AMREx: AMR for Explainable Fact Verification
Chathuri Jayaweera, Sangpil Youm, Bonnie Dorr
TL;DR
AMREx introduces an Abstract Meaning Representation–based approach to veracity prediction that outputs partially explainable justifications via AMR node mappings. The system combines AMR-based Smatch similarity with SBERT cosine similarity to assess entailment between claims and evidence, aggregating results across evidences to determine veracity on FEVER and AVeriTeC. While not always beating strong baselines, AMREx provides transparent, traceable explanations and can be used to prompt LLMs to generate faithful natural-language explanations, enhancing diagnostic insight and reducing hallucinations. The work demonstrates the value of explainability in fact verification and highlights dataset-specific considerations for thresholds and evidence types, pointing to future improvements in AMR parsing and interpretability.
Abstract
With the advent of social media networks and the vast amount of information circulating through them, automatic fact verification is an essential component to prevent the spread of misinformation. It is even more useful to have fact verification systems that provide explanations along with their classifications to ensure accurate predictions.
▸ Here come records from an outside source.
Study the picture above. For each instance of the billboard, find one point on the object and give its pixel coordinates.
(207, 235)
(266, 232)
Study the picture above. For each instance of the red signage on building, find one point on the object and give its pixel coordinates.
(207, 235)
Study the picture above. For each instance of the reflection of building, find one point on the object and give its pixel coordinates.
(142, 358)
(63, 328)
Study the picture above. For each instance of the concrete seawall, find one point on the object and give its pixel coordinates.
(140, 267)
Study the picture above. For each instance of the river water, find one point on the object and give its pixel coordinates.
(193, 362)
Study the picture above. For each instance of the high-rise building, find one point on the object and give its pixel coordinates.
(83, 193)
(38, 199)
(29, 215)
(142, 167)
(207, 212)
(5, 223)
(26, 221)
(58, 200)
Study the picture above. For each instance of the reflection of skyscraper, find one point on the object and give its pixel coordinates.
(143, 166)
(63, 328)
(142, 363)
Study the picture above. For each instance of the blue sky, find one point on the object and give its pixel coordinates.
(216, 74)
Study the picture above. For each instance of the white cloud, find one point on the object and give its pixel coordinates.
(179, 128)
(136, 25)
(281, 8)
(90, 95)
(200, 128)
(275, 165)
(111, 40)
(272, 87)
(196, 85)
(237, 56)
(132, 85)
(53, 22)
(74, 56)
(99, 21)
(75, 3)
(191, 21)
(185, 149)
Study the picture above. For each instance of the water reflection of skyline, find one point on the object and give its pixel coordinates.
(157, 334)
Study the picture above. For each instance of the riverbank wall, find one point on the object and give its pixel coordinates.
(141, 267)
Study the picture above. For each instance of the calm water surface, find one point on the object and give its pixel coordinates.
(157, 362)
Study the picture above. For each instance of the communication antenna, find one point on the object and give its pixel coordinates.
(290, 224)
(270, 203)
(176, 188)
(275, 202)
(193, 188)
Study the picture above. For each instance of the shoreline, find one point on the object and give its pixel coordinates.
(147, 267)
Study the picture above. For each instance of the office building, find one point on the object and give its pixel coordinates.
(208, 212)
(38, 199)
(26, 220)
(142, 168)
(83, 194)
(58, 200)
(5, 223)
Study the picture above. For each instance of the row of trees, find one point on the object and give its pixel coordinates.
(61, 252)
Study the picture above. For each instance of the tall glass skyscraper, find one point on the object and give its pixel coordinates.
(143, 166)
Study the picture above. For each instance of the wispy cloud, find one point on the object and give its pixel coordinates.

To address both of these requirements, we implement AMREx, an Abstract Meaning Representation (AMR)-based veracity prediction and explanation system for fact verification using a combination of Smatch, an AMR evaluation metric to measure meaning containment and textual similarity, and demonstrate its effectiveness in producing partially explainable justifications using two community standard fact verification datasets, FEVER and AVeriTeC. AMREx surpasses the AVeriTec baseline accuracy showing the effectiveness of our approach for real-world claim verification. It follows an interpretable pipeline and returns an explainable AMR node mapping to clarify the system's veracity predictions when applicable. We further demonstrate that AMREx output can be used to prompt LLMs to generate natural-language explanations using the AMR mappings as a guide to lessen the probability of hallucinations.